Introduction: Slowly activating delayed-rectifier potassium currents in the heart are produced by a complex protein with alpha and beta subunits composed of the potassium voltage-gated channel KQT-like subfamily, member 1 (KCNQ1) and the potassium voltage-gated channel Isk-related family, member 1 (KCNE1), respectively. Mutations in KCNQ1 underlie the most common type of hereditary long QT syndrome (LQTS). Like other potassium channels, KCNQ1 has six transmembrane domains and a highly conserved potassium selectivity filter in the pore helix called "the signature sequence." We aimed to investigate the functional consequences of a newly identified mutation within the signature sequence.

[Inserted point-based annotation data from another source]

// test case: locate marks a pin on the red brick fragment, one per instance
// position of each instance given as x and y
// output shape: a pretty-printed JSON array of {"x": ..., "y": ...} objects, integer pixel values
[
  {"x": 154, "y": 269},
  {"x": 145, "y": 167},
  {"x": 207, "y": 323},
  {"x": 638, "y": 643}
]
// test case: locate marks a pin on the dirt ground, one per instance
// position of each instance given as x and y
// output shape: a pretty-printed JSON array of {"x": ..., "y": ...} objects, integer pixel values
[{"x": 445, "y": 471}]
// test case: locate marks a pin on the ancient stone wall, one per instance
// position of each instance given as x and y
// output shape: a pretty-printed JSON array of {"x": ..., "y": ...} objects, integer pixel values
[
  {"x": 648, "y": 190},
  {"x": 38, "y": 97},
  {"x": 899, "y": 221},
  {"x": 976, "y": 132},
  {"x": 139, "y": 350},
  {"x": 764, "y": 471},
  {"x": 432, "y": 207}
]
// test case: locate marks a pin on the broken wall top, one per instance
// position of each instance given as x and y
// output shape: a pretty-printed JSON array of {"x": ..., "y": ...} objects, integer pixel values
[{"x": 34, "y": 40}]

Methods and results: Potassium channel genomic DNA from a family with clinical evidence of LQTS was amplified by polymerase chain reaction (PCR), and the resulting products were then sequenced. Three family members had a double-point mutation in KCNQ1 at nucleotides 938 (T-to-A) and 939 (C-to-A), resulting in an isoleucine-to-lysine change at amino acid position 313. These patients displayed prolonged QTc intervals (629, 508, and 500 ms(1/2,) respectively) and repetitive episodes of syncope, but no deafness. Three-dimensional structure modeling of KCNQ1 revealed that this mutation is located at the center of the channel pore. COS-7 cells displayed a lack of current when transfected with a plasmid expressing the mutant. In addition, the mutant displayed a dominant negative effect on current but appeared normal with respect to plasma membrane integration.
Conclusion: An I313K mutation within the selectivity filter of KCNQ1 results in a dominant-negative loss of channel function, leading to a long QT interval and subsequent syncope.